The dimly-lit, dance music-playing, cologne-smelling brand Abercrombie & Fitch — dubbed by CEO Mike Jeffries as the “attractive all-American kid” — will begin to cater to average-sized women, starting next summer.

Abercrombie’s decision has been prompted by several factors, including the huge blow in sales the company has received this year. Reuters reports that Abercrombie has lost about 30 percent of their value this year alone — a figure that foreshadows tough holiday season ahead.
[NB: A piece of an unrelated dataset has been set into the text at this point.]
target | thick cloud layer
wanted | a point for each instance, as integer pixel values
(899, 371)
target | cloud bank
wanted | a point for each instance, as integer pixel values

The retailer has acknowledged that their business faces challenges from their biggest competitors such as H&M and Forever 21, all of whom offer the latest fashion trends at an affordable price — and have no issues selling clothes in all sizes.

"We recognize that our businesses have been and will continue to be disrupted by both fast fashion and pure play e-commerce competitors," Leslee Herro, A&F's head of planning and allocation said at an analyst briefing on Wednesday. The name brand aimed at high school students will proactively increase stocking more sizes in women’s tops as a means to compete against other major retail rivals. Abercrombie does not offer women’s clothing in sizes that go above large, or the equivalent of a size 10 in the U.S. The brand’s staple items include skin-tight ribbed tank tops, ripped flare jeans, hooded sweatshirts and leather flip-flops. This style has contributed to Abercrombie’s decline in sales as more kids are being drawn to more daring, unique, modern styles.

The company’s move to providing larger sizes is largely due in part to Jeffries’ controversial statement made in an interview with Salon magazine in 2006 where he blatantly admitted that A&F did not want to sell to larger women. "Candidly, we go after the cool kids," Jeffries said. "We go after the attractive all-American kid with a great attitude and a lot of friends. A lot of people don't belong [in our clothes], and they can't belong. Are we exclusionary? Absolutely."

Jeffries’ stance on marketing Abercrombie products received recent backlash this summer in New York City when 35 interns and other workers from the activist group Do Something entered the 30,000 square-foot flagship store wearing XL and XXL white T-shirts that read "We may not wear this size, but 15,000 of us respect people who do" and the Twitter hash tag "#FitchPlease."

Colleen Wormsley, marketing association for Do Something told the New York Daily News “"We don't think being cool depends on what size you are. All kids should be considered cool no matter what their size. These are Abercrombie's target market."

ModCloth online retailer surveyed over 5,000 American women of mixed sizes, ages 15-65, and found that more American women report wearing a size 16 dress than those who wear a size 2 and size 0 combined. The survey also found 50 percent of women wore a mix of standard and plus-sizes. Conscious of the size of the average shopper, stores like Debenhams in the U.K. has taken the initiative to show size 14 mannequins in their flagship store in an effort to represent the figure of their shoppers better, NBC News reports. Debenhams is the U.K.'s third-largest department store company.

"Many customers want to see more realistic images in magazines, TV and on the high street, and having mannequins that reflect and celebrate our diverse society is one way of helping to achieve this,” said British Equalities Minister Jo Swinson.